Fan CG wrote: I tried this method at first, but later I found that I actually needed a 2D fitting result. The attached solution can only tell me the relationship between "x" and "z", but none of the business of "y". Maybe I need to resortma to matlab.

Perish the thought!

You can do regress in two dimensions:

thank you very much, Fred

I m not skillful at 2D fitting on mathcad platform.

your method gives a new commer a lot of help, and it can give excellent fitting results like following.

but actually what i want to do is more like parameter estimation, or, in other words, using a known or proposed, relatively simple mathematic expression to fit experimental data, and finally to obtain a experiment correlation, not only using a complex polynomial to get very good approximations.

according to your solution, I used some codes from help file to extract the coefficients(see attached), and found that when a satisfied result is obtained, the fitting precision will be at least no less than 5. This will make the final polynomial complex.

Thank you Harvey

your idea is very close to mine, I failed at using minimize function.

but I m not sure which verion of mathcad you are using.

coz I can only read the first part of your solution

when you began to convert data to multidfit form for final fit of C, it was reported by my mathcad14 that "multdfit" is an undefined fuction.

I will study your solution tomorrow morning, now it is too late, I have to throw myself onto my bed

I'm using version 15. I tried sending a pdf file so you could at least see the results, but the upload seemed to stall.

Instead, here's a snip of the results.

I used your method with the function I showed and got nearly the same results as multidfit. Your program for getting the residuals was the piece I was missing for using minerr. I've been struggling how to do that. Thanks.

according to your calculation, I think I should change my model at first, then continue the fitting. thx, I will look up some paper and have a try.

and BTW, I should divide the Y-values by 100, but I forgot

I looked through some paper, and modified the objective function.

and modified the units of y and z

as your prediction, the fitting results are much better than old versions. see following figures

The trend of data has been obtained, but the residuals at low Y values are still not very good.

Are there any better methods to improve the results?

should I add items like sin(x) or cos(x) into the objective function?

Are there any better methods to improve the results?

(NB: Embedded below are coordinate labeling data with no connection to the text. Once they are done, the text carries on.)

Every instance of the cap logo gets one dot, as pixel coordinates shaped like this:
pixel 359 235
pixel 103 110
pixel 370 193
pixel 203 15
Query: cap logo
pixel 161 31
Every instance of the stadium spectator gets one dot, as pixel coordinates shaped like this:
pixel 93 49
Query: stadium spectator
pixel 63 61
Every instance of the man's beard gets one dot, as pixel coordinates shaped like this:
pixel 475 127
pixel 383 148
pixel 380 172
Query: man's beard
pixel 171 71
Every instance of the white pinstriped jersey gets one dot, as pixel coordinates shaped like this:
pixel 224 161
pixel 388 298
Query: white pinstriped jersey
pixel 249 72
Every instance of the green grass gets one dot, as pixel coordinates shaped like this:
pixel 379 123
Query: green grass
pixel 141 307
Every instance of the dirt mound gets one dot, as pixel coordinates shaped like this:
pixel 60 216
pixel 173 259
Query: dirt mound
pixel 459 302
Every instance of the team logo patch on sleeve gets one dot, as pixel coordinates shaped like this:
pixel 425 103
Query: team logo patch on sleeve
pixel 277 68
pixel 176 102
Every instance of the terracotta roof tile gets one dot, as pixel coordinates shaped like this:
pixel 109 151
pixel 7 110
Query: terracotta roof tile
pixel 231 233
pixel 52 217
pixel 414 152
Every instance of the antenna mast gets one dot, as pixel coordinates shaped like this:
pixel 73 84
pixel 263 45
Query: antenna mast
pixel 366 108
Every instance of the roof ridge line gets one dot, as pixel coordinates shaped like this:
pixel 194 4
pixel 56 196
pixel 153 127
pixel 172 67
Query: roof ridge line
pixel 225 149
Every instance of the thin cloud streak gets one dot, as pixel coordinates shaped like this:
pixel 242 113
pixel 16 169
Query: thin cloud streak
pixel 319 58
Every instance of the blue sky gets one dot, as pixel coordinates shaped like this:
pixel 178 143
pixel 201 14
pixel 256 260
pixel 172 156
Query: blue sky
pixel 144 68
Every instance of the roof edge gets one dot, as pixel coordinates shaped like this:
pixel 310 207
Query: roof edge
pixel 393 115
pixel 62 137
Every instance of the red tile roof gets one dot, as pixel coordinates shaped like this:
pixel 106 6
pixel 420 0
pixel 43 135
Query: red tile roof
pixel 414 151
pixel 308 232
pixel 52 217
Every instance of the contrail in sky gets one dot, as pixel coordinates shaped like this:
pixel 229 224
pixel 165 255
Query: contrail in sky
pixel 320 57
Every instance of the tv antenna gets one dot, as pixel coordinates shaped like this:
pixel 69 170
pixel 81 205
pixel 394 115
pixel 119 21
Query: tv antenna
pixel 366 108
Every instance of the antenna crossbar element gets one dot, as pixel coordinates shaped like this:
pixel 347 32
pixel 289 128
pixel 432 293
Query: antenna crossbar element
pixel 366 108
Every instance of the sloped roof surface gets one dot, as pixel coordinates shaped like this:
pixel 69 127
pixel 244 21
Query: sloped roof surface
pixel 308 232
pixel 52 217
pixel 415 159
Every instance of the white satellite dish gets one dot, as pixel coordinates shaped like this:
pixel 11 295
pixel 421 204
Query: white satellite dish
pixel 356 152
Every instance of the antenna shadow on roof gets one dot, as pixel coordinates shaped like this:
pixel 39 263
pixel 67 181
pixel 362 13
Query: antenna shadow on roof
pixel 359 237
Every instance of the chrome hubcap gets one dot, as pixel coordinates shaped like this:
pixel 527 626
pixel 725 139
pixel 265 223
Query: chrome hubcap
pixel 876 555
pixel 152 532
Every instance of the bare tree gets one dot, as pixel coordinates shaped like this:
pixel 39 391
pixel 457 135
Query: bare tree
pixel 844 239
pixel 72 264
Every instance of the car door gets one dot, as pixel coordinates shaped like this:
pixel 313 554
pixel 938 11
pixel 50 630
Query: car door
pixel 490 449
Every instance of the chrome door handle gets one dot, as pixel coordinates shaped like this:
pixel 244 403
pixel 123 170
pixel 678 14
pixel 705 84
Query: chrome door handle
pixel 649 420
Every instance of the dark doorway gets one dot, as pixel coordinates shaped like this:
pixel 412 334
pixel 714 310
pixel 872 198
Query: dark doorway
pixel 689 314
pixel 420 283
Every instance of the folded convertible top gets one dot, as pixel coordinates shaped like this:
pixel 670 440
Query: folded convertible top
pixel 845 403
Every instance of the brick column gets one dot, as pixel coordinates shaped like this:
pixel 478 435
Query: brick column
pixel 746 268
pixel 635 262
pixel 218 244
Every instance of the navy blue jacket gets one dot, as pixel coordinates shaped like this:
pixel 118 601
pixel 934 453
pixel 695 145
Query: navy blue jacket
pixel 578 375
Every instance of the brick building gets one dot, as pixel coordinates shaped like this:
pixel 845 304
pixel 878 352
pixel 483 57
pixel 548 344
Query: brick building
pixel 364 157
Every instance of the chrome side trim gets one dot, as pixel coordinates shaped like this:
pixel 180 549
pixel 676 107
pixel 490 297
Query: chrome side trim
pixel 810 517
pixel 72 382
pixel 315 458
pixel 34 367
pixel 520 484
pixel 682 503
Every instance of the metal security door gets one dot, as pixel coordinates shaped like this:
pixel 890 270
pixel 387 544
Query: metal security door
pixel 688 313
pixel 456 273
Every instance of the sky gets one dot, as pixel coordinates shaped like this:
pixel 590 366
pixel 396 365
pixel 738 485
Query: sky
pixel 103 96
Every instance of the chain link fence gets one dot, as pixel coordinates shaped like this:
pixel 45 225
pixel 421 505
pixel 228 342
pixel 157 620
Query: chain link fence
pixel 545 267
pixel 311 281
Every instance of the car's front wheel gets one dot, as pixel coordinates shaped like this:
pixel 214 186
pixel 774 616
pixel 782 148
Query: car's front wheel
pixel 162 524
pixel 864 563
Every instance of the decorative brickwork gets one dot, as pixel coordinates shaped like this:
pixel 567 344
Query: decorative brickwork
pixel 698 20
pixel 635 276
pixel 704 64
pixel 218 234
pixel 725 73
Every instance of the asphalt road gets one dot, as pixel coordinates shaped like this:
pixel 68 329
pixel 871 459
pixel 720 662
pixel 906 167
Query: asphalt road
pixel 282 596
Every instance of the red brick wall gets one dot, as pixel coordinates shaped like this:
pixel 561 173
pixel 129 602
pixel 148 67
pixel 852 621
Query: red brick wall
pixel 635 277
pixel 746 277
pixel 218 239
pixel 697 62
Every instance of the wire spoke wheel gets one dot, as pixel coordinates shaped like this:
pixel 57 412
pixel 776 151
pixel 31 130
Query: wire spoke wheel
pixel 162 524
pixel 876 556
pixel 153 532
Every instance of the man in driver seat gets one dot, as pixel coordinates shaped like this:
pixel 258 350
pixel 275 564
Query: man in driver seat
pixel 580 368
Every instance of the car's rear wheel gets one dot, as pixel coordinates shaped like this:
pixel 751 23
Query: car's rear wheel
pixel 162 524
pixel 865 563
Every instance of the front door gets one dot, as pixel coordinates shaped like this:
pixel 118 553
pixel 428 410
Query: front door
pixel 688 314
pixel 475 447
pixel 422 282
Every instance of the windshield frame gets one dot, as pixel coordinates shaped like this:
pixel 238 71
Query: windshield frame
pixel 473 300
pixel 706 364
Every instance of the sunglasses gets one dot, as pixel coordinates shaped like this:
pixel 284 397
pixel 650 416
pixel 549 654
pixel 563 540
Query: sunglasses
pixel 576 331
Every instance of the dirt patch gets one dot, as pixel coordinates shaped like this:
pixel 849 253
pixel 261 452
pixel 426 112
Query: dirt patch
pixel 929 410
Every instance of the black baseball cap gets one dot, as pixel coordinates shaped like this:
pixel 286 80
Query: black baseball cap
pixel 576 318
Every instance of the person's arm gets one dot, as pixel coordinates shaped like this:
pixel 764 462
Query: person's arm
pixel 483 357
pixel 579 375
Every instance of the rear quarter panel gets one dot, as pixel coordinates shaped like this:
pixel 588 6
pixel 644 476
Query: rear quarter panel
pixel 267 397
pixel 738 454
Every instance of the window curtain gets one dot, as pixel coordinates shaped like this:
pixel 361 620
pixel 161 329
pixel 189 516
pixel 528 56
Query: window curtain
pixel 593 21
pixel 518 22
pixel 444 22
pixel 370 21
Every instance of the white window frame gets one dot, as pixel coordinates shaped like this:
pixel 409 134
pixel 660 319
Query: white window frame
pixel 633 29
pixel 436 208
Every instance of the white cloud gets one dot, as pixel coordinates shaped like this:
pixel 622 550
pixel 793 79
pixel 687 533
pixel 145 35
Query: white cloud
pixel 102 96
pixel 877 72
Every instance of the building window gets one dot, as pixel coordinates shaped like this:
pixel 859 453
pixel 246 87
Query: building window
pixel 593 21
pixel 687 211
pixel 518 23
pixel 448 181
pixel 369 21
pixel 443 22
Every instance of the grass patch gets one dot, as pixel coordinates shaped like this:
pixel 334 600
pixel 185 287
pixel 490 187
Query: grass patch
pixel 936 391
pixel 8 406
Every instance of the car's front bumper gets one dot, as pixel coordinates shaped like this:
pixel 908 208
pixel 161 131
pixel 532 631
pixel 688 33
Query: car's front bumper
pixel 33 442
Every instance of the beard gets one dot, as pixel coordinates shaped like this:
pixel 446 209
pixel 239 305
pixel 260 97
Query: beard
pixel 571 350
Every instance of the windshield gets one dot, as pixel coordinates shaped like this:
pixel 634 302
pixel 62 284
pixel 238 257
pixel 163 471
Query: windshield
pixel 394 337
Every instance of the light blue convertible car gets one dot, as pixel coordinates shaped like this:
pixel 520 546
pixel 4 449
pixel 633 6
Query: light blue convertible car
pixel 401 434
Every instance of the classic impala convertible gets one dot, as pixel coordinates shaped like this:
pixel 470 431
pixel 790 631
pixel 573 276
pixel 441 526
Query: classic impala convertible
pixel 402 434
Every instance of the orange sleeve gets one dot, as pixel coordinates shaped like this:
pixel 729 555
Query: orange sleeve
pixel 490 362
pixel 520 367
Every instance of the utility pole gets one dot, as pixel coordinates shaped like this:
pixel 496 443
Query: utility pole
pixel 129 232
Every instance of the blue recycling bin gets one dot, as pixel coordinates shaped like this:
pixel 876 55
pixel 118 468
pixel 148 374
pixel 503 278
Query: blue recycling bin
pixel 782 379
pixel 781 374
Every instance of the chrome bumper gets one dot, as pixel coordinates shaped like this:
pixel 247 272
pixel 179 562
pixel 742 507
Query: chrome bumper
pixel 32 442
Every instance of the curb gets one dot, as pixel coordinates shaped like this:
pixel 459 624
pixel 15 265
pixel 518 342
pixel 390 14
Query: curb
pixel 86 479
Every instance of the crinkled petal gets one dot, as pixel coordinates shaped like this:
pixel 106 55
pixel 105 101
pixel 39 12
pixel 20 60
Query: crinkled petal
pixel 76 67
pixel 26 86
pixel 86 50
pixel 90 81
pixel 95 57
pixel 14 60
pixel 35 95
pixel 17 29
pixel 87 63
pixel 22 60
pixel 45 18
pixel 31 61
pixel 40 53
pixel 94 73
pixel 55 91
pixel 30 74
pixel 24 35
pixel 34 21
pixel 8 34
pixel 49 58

If you mean alternative fitting methods, no. What you have is the least squares solution. There are alternative criteria for what constitutes "best fit", but all you will get is a "better" fit in some places traded off against a "worse" fit in others. The problem is that you only have 4 degrees of freedom (i.e. 4 parameters) for a fit in 2 independent variables.

should I add items like sin(x) or cos(x) into the objective function?

You need more degrees of freedom, but I don't think sin and cos terms would be good choices. In an earlier post you said you were after parameter estimation. If that's the case then any additional terms must be based on the physics of the experiment. That could mean terms to account for the underlying physics, or terms to account for errors in the experimental procedure (an offset term might be a good example), but they cannot just be arbitrary.

Actually, degrees of freedom are the number of data points less the number of parameters. So he needs less degrees of freedom, more parameters.

Also, models may be based on theory or not. Either way, they contain parameters which usually require estimation.

Actually, degrees of freedom are the number of data points less the number of parameters. So he needs less degrees of freedom, more parameters.

Yes, true. I misspoke

Also, models may be based on theory or not. Either way, they contain parameters which usually require estimation.

However, Fan makes it clear in an earlier post that the purpose is parameter estimation to get parameters that correlate with the experiment. I thought it was clear that my comment was in that context.